When measurement is enabled (i.e., `--result-directory` has been specified), 17 metrics are captured for each step:
* variances between gradients
  * _sampled_ for the variance between the sampled, correct gradients
  * _honest_ for the variance between the correct gradients as received by the server,
    which can be different than _sampled_ when momentum is computed at the workers
  * _attack_ for the variance between the adversarial gradients (usually 0 since the Byzantine workers usually send the same gradient)
* average norms of gradients
  * _sampled_ for the average norm of the sampled, correct gradients (and after optional clipping)
  * _honest_ for the average norm of the correct gradients as received by the server,
    which can be different than _sampled_ when momentum is computed at the workers
  * _attack_ for the average norm of the adversarial gradients
  * _defense_ for the norm of the gradient computed by the GAR
* maximum coordinates of average gradients
  * ditto as for average norms (i.e.: _sampled_, _honest_, _attack_, _defense_)
* cosine angles between average gradients (for each of the 6 possible pairs)
  * _sampled-honest_, _sampled-attack_, _sampled-defense_
  * _honest-attack_, _honest-defense_
  * _attack-defense_

and 5 additional metrics:
* cumulative (until the current step) number of training points collectively consumed by the correct workers
* average loss observed by the correct worker
* _l<sub>2</sub>_-norm of the parameters from the initial parameters
* cosine angle between the average of the sampled, clipped, correct gradients and the one of the previous step
* the _composite curvature_ (i.e. the quantity _s<sub>t</sub>_ in the paper) using `--nb-for-study-past` past gradients for computation

The result directory will contain:
* the output metrics for each step formatted in mere CSV, with a header starting with character "#"
* human-readable and machine-readable (JSON) information on the run made
* standard and error outputs of `attack.py`

`study.py` can help process these result directories.
This tool can compute additional metrics (e.g., for which steps the theoretical requirements on the variance-norm ratio was satisfied),
and plot graphs.

### Usage

See `reproduce.py` for relevant uses of `attack.py`, and `study.py` (which is to be used as a library).

Otherwise the command-line help (`python3 attack.py --help`) can get you a glimpse of how to use the tool.

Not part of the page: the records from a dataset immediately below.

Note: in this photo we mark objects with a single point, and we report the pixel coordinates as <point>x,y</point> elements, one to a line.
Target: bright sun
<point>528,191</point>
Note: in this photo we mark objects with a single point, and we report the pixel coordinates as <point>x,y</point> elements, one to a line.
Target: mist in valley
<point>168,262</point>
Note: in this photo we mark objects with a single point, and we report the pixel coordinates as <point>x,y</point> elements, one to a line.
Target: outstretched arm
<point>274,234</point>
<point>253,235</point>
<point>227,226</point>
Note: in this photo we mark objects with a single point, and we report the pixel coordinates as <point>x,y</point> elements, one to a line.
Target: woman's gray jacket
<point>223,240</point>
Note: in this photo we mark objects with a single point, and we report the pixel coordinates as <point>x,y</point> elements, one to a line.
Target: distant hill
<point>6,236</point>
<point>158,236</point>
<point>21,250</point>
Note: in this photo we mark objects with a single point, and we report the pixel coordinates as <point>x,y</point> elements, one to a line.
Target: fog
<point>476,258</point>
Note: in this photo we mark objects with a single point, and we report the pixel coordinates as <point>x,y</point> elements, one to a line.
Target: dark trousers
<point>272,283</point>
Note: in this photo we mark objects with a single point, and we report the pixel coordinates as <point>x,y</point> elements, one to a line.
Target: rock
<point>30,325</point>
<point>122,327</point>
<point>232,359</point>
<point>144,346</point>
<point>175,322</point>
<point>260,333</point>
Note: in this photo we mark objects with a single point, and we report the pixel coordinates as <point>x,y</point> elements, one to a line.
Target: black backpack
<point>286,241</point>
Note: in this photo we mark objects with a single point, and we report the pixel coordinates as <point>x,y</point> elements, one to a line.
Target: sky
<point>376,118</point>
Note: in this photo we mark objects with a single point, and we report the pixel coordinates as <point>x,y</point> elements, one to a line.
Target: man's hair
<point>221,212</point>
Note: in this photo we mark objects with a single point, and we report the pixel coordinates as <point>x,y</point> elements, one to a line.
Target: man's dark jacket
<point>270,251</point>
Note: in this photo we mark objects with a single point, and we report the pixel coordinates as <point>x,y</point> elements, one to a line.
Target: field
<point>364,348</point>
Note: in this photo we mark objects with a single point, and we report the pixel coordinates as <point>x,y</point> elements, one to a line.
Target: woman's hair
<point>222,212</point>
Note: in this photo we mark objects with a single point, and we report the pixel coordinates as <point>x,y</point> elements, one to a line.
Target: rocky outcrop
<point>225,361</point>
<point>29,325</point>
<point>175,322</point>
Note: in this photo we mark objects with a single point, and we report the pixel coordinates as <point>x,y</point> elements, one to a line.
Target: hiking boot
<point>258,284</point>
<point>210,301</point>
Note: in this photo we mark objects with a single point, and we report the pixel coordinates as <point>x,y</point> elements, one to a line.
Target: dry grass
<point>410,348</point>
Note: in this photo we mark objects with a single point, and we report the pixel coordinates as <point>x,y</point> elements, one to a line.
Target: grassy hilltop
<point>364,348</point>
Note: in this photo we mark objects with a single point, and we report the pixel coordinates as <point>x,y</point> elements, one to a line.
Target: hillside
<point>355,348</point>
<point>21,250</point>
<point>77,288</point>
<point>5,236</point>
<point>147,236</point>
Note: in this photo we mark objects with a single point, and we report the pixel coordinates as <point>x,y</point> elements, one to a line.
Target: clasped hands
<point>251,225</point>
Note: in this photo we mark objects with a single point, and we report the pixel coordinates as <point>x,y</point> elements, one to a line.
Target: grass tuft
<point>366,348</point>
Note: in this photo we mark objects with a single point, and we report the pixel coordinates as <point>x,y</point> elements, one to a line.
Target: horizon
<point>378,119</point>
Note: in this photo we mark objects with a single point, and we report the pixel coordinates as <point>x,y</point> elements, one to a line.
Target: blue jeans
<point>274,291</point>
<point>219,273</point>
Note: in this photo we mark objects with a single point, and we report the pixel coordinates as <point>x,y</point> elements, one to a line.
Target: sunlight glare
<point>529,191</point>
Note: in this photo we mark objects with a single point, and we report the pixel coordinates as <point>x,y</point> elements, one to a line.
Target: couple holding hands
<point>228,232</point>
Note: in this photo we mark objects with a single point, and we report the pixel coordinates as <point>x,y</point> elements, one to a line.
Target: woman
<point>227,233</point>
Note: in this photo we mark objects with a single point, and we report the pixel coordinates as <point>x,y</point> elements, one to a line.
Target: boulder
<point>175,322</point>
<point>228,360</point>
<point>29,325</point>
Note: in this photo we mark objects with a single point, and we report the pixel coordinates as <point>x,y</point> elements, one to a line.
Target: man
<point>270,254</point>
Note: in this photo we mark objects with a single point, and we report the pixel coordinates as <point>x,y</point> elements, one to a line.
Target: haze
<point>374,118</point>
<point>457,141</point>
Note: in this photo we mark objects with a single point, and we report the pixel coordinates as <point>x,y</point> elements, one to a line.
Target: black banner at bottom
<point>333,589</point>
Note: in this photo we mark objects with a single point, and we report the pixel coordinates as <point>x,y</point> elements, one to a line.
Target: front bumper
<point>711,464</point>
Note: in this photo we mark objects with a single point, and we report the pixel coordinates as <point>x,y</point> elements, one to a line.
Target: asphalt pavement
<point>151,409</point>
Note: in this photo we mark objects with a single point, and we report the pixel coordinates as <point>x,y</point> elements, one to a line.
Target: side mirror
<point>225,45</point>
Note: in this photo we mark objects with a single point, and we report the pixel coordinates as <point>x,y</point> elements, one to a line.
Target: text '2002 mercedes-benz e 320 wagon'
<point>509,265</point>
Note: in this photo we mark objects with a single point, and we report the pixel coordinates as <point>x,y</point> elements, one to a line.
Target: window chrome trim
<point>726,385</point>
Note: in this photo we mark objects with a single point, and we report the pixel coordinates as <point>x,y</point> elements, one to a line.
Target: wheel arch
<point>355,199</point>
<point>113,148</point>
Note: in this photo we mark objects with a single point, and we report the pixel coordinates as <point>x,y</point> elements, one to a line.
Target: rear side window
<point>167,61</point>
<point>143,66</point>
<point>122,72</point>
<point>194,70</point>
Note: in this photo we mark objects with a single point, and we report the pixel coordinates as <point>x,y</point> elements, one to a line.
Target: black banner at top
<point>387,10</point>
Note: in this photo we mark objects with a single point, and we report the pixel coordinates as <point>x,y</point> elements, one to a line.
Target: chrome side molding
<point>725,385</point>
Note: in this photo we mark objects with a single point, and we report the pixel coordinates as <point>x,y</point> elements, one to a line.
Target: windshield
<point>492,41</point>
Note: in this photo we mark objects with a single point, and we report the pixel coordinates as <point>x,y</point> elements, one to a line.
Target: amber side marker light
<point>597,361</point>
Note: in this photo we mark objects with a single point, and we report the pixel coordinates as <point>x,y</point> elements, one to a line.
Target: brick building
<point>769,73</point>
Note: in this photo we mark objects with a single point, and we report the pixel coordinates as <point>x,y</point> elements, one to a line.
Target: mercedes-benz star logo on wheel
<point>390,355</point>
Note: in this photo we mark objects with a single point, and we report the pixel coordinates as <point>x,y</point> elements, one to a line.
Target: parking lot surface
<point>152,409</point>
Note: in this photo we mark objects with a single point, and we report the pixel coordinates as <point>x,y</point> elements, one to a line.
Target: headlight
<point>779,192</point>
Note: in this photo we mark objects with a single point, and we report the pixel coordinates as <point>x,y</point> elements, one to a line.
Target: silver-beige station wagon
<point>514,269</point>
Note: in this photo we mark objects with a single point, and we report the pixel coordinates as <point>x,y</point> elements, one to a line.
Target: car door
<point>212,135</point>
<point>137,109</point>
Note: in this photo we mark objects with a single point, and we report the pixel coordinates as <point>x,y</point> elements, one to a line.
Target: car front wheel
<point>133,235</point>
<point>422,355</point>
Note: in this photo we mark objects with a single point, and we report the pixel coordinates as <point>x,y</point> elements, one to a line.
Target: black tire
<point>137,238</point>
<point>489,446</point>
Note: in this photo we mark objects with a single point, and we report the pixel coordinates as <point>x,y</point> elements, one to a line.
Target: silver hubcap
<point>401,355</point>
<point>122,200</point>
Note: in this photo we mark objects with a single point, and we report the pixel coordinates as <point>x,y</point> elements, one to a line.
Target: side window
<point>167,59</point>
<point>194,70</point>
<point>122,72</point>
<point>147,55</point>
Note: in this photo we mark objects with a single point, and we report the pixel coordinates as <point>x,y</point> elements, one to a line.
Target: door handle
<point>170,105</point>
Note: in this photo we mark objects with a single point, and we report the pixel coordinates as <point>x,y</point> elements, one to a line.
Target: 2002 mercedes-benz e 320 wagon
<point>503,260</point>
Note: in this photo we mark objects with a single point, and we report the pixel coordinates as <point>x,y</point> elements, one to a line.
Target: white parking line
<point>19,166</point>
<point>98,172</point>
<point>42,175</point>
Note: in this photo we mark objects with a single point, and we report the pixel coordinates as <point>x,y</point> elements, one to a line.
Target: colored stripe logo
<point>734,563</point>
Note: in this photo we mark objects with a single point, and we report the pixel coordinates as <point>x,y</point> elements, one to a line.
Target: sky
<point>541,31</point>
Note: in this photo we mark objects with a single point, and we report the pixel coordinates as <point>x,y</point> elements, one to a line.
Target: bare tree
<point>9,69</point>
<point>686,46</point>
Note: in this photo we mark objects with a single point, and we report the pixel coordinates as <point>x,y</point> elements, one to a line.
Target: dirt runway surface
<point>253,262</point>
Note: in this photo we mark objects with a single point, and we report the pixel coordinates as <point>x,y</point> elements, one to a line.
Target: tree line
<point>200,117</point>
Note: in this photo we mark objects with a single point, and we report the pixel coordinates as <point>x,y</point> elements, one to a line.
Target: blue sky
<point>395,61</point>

For setup testing purpose, just run `python3 attack.py`.
The standard output will contain information on the running defaults.

### Extensibility

It should be easy to add new GARs.
In directory `aggregators`:
* copy-paste `template.py` with a new name
* fill in the `aggregate`, `check` and (optionally) the `upper_bound` functions;\
  the interface of these functions is specified in the docstring of `__init__.py`
* use your new GAR with the `--gar` command-line argument of `attack.py`;\
  arbitrary, additional keyword-arguments can be passed with `--gar-args`

It should be easy to add new attacks.
In directory `attacks`:
* copy-paste `template.py` with a new name
* fill in the `attack` and `check` functions;\
  the interface of these functions is specified in the docstring of `__init__.py`
* use your new attack with the `--attack` command-line argument of `attack.py`;\
  arbitrary, additional keyword-arguments can be passed with `--attack-args`